California’s long‑running fight over who counts as an employee in the gig economy just hit a new phase, and Los Angeles is right in the middle of it. A new state deal gives rideshare drivers legal tools to bargain together, while the apps walked away with a major trim to their insurance obligations. In L.A., that means people who drive for Uber and Lyft remain independent contractors under Proposition 22, but for the first time have a clear legal route toward union-style representation. The shift could ripple through an industry built on flexible schedules and touch-screen dispatch, touching everything from pay and protections to how organizers reach drivers.
Gov. Gavin Newsom signed the package last October as part of a bargain with labor groups and the companies, and his office said the measures together open a path for more than 800,000 drivers to seek collective bargaining while reducing costs for riders, in a press release via the Governor's Office. Backers cast the outcome as a compromise that keeps the on-demand flexibility drivers say they value while finally giving organizers a legal way to negotiate industrywide terms. Critics counter that the deal gives away too much on core protections.
How the new system works
AB 1340 sets up a state-run representation process for transportation network company drivers, defined as people who transport passengers for the apps, and spells out notice, list, and certification steps for the Public Employment Relations Board. The law orders covered TNCs to hand over driver contact information on a quarterly schedule and authorizes the board to decide which drivers count as “active” for representation. Reporting begins with the quarter that ends March 31, 2026. Those mechanics appear in the enrolled bill text and the legislative summary for AB 1340, which detail the timelines and the board’s role in certifying a bargaining representative. According to LegiScan, the procedures also include safeguards for driver privacy and a framework for sectoral bargaining if drivers opt for that route.
Insurance trade-off
To bring the industry on board, lawmakers paired AB 1340 with SB 371, an insurance overhaul that shifts uninsured and underinsured motorist obligations back toward transportation network companies and reduces per-trip UM/UIM limits. Sponsor Sen. Christopher Cabaldon’s office said SB 371 cuts the UM/UIM requirement from $1 million to roughly $60,000 per person and $300,000 per incident and makes the TNC responsible for maintaining that coverage. The sponsor’s office has argued the change will help rein in fares that have been pushed up partly by state insurance mandates, while critics warn it leaves passengers with a thinner safety net if something goes wrong. The sponsor’s summary is posted by Sen. Christopher Cabaldon.

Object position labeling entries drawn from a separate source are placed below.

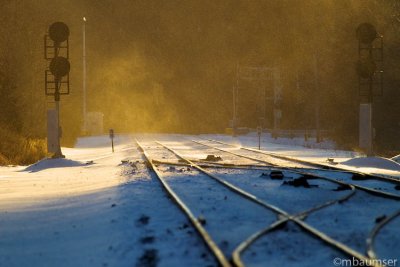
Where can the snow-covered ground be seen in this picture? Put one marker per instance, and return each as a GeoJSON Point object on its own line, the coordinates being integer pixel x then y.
{"type": "Point", "coordinates": [98, 208]}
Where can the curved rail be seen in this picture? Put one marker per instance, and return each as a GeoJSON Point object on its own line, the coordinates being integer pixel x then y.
{"type": "Point", "coordinates": [313, 164]}
{"type": "Point", "coordinates": [216, 251]}
{"type": "Point", "coordinates": [371, 238]}
{"type": "Point", "coordinates": [284, 215]}
{"type": "Point", "coordinates": [363, 188]}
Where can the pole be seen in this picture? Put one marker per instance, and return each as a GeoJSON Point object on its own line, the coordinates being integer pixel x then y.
{"type": "Point", "coordinates": [58, 153]}
{"type": "Point", "coordinates": [84, 130]}
{"type": "Point", "coordinates": [317, 96]}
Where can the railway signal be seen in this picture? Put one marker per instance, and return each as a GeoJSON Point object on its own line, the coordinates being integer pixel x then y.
{"type": "Point", "coordinates": [56, 51]}
{"type": "Point", "coordinates": [369, 71]}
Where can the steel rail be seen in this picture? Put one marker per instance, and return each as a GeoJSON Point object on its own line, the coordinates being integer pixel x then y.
{"type": "Point", "coordinates": [315, 164]}
{"type": "Point", "coordinates": [371, 238]}
{"type": "Point", "coordinates": [363, 188]}
{"type": "Point", "coordinates": [309, 229]}
{"type": "Point", "coordinates": [215, 250]}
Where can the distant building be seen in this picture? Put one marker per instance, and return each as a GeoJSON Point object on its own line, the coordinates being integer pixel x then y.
{"type": "Point", "coordinates": [95, 123]}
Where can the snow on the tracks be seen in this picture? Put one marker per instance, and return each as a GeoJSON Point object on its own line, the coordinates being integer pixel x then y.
{"type": "Point", "coordinates": [98, 208]}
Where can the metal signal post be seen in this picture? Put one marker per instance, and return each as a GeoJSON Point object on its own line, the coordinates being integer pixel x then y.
{"type": "Point", "coordinates": [370, 72]}
{"type": "Point", "coordinates": [56, 50]}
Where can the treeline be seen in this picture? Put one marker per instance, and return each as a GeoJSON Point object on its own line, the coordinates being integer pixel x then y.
{"type": "Point", "coordinates": [169, 66]}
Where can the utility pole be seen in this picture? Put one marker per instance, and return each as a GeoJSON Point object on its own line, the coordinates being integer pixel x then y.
{"type": "Point", "coordinates": [84, 128]}
{"type": "Point", "coordinates": [317, 98]}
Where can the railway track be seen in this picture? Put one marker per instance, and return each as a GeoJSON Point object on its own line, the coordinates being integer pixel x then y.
{"type": "Point", "coordinates": [313, 164]}
{"type": "Point", "coordinates": [283, 216]}
{"type": "Point", "coordinates": [313, 174]}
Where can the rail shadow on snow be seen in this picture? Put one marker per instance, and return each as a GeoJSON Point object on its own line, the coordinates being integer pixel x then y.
{"type": "Point", "coordinates": [54, 163]}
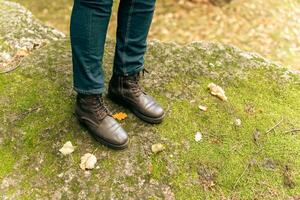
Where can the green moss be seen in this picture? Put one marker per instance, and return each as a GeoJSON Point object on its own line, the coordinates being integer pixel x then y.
{"type": "Point", "coordinates": [37, 101]}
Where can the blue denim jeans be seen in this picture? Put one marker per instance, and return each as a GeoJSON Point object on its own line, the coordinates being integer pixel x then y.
{"type": "Point", "coordinates": [89, 22]}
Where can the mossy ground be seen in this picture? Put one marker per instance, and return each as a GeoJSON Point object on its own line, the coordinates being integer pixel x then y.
{"type": "Point", "coordinates": [36, 106]}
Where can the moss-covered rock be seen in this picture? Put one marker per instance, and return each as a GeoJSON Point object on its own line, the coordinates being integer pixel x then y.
{"type": "Point", "coordinates": [238, 162]}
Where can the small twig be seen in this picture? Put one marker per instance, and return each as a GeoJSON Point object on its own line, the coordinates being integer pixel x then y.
{"type": "Point", "coordinates": [239, 178]}
{"type": "Point", "coordinates": [23, 115]}
{"type": "Point", "coordinates": [13, 68]}
{"type": "Point", "coordinates": [293, 130]}
{"type": "Point", "coordinates": [272, 128]}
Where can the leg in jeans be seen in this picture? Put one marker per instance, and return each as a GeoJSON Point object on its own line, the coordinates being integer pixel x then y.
{"type": "Point", "coordinates": [88, 30]}
{"type": "Point", "coordinates": [89, 24]}
{"type": "Point", "coordinates": [134, 20]}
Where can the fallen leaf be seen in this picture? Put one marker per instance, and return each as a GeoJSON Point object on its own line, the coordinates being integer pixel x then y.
{"type": "Point", "coordinates": [120, 116]}
{"type": "Point", "coordinates": [67, 148]}
{"type": "Point", "coordinates": [22, 53]}
{"type": "Point", "coordinates": [198, 136]}
{"type": "Point", "coordinates": [203, 108]}
{"type": "Point", "coordinates": [288, 179]}
{"type": "Point", "coordinates": [217, 91]}
{"type": "Point", "coordinates": [88, 161]}
{"type": "Point", "coordinates": [256, 135]}
{"type": "Point", "coordinates": [156, 148]}
{"type": "Point", "coordinates": [238, 122]}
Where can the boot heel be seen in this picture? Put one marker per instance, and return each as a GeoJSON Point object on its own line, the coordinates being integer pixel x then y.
{"type": "Point", "coordinates": [114, 98]}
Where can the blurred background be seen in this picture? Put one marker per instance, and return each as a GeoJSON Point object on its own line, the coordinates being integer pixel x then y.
{"type": "Point", "coordinates": [269, 27]}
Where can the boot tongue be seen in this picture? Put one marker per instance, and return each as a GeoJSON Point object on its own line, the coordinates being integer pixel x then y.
{"type": "Point", "coordinates": [133, 81]}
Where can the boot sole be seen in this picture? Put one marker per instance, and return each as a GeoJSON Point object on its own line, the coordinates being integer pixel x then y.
{"type": "Point", "coordinates": [101, 140]}
{"type": "Point", "coordinates": [143, 117]}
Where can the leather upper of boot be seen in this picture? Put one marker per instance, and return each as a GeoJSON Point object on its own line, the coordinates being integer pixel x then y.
{"type": "Point", "coordinates": [128, 88]}
{"type": "Point", "coordinates": [92, 111]}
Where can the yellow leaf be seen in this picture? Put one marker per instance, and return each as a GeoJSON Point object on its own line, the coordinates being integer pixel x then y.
{"type": "Point", "coordinates": [120, 116]}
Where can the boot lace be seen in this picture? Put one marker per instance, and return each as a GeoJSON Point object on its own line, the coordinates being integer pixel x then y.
{"type": "Point", "coordinates": [101, 109]}
{"type": "Point", "coordinates": [135, 87]}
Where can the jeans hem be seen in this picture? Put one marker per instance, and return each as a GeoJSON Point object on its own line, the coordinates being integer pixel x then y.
{"type": "Point", "coordinates": [90, 91]}
{"type": "Point", "coordinates": [128, 73]}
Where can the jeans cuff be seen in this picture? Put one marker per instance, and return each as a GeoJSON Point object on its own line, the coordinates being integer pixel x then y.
{"type": "Point", "coordinates": [120, 72]}
{"type": "Point", "coordinates": [90, 91]}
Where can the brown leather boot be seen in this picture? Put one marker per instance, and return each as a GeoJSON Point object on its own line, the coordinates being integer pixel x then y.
{"type": "Point", "coordinates": [126, 91]}
{"type": "Point", "coordinates": [91, 112]}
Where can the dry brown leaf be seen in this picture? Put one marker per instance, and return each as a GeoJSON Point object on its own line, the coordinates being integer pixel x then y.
{"type": "Point", "coordinates": [120, 116]}
{"type": "Point", "coordinates": [217, 91]}
{"type": "Point", "coordinates": [22, 53]}
{"type": "Point", "coordinates": [67, 148]}
{"type": "Point", "coordinates": [203, 108]}
{"type": "Point", "coordinates": [156, 148]}
{"type": "Point", "coordinates": [88, 161]}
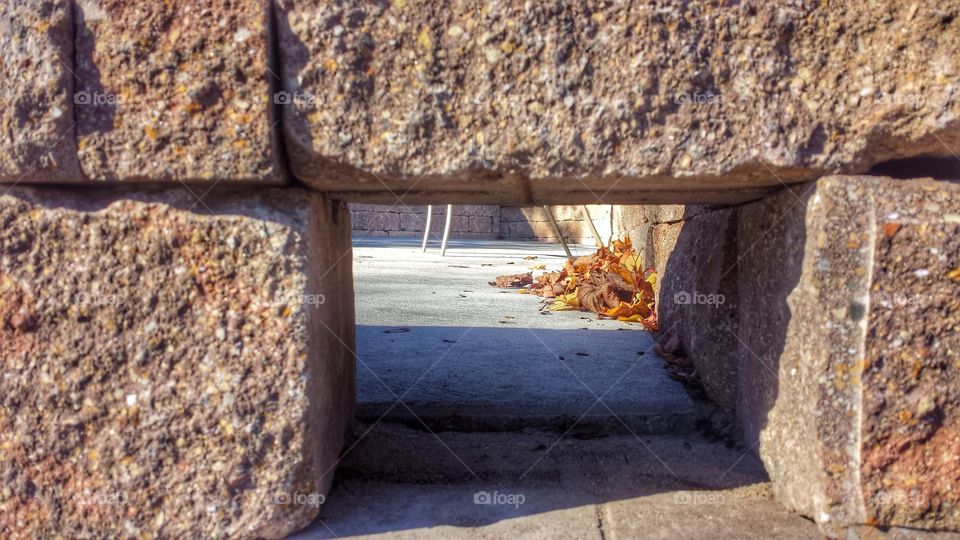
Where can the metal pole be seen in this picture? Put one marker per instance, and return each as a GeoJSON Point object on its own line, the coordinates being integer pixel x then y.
{"type": "Point", "coordinates": [593, 229]}
{"type": "Point", "coordinates": [426, 229]}
{"type": "Point", "coordinates": [556, 230]}
{"type": "Point", "coordinates": [446, 230]}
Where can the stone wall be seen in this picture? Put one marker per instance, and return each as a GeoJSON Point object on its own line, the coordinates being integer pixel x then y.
{"type": "Point", "coordinates": [484, 222]}
{"type": "Point", "coordinates": [825, 317]}
{"type": "Point", "coordinates": [505, 103]}
{"type": "Point", "coordinates": [403, 221]}
{"type": "Point", "coordinates": [171, 371]}
{"type": "Point", "coordinates": [161, 328]}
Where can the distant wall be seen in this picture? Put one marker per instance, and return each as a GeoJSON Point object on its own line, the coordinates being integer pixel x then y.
{"type": "Point", "coordinates": [483, 222]}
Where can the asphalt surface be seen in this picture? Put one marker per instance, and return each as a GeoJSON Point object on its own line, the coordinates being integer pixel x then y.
{"type": "Point", "coordinates": [461, 354]}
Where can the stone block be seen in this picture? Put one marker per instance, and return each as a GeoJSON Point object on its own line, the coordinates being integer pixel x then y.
{"type": "Point", "coordinates": [37, 135]}
{"type": "Point", "coordinates": [377, 221]}
{"type": "Point", "coordinates": [697, 298]}
{"type": "Point", "coordinates": [172, 367]}
{"type": "Point", "coordinates": [848, 321]}
{"type": "Point", "coordinates": [175, 91]}
{"type": "Point", "coordinates": [528, 101]}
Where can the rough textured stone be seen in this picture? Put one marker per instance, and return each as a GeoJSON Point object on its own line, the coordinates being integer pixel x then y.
{"type": "Point", "coordinates": [697, 298]}
{"type": "Point", "coordinates": [849, 326]}
{"type": "Point", "coordinates": [171, 368]}
{"type": "Point", "coordinates": [623, 100]}
{"type": "Point", "coordinates": [175, 91]}
{"type": "Point", "coordinates": [37, 136]}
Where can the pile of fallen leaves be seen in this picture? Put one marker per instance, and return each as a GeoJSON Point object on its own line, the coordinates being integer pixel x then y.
{"type": "Point", "coordinates": [610, 283]}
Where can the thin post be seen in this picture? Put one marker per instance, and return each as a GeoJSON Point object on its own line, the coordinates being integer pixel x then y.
{"type": "Point", "coordinates": [556, 230]}
{"type": "Point", "coordinates": [426, 230]}
{"type": "Point", "coordinates": [593, 229]}
{"type": "Point", "coordinates": [446, 230]}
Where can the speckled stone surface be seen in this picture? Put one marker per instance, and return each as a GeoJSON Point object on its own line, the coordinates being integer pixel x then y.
{"type": "Point", "coordinates": [175, 91]}
{"type": "Point", "coordinates": [617, 98]}
{"type": "Point", "coordinates": [850, 324]}
{"type": "Point", "coordinates": [171, 368]}
{"type": "Point", "coordinates": [37, 136]}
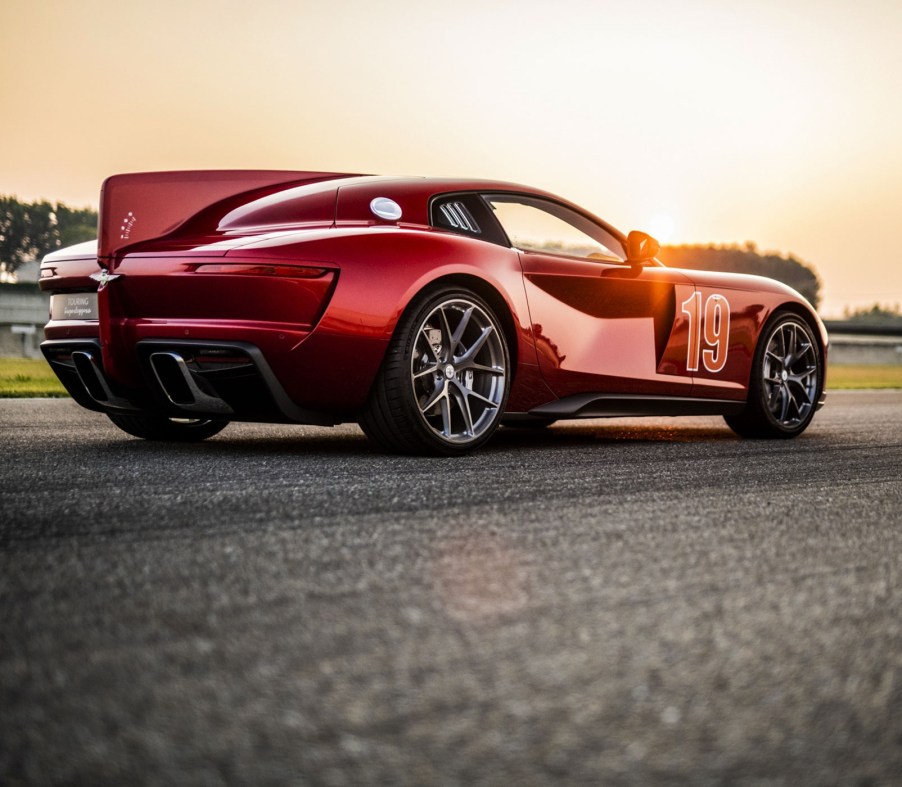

What drivers in L.A. should expect
On the ground in Los Angeles, the first shifts will be procedural rather than financial. Proposition 22 still classifies most app drivers as independent contractors, but AB 1340 hands organizers a formal playbook for outreach, recognition, and representation votes. The law’s quarterly reporting and notice requirements will provide an early test of whether unions and worker groups can actually reach a far‑flung, constantly changing workforce, and the certification process will depend on gathering enough valid support from “active” drivers, according to reporting by CalMatters. Local groups such as Rideshare Drivers United, along with national unions like SEIU, have said they are gearing up for outreach, but any sectoral deal would still have to be negotiated and would almost certainly encounter legal and political resistance.
The bigger picture
The new package is only the latest turn in a saga that has reshaped how gig work is treated under California law. AB 5 in 2019 wrote the strict ABC test for employee classification into statute, then Proposition 22 in 2020 carved app drivers out after companies spent more than $200 million on the ballot measure, according to the San Francisco Chronicle. Supporters of the latest laws say this compromise keeps drivers’ scheduling freedom intact and should help lower costs for riders, while opponents argue that thinner insurance requirements and continued contractor status leave both drivers and passengers exposed. As AP News noted, the measures amount to both a policy shift and a political truce that will only be tested once organizers start gathering authorizations and pressing for votes.
For now, drivers and riders will be watching the board’s initial data rounds and the organizing campaigns that follow. The law creates a slow, rules-driven path to bargaining, not an overnight change in job classification or pay. The coming months, starting with the driver lists that are due after March 31, 2026, will reveal whether organizers can turn newly granted legal rights into real contracts at the bargaining table.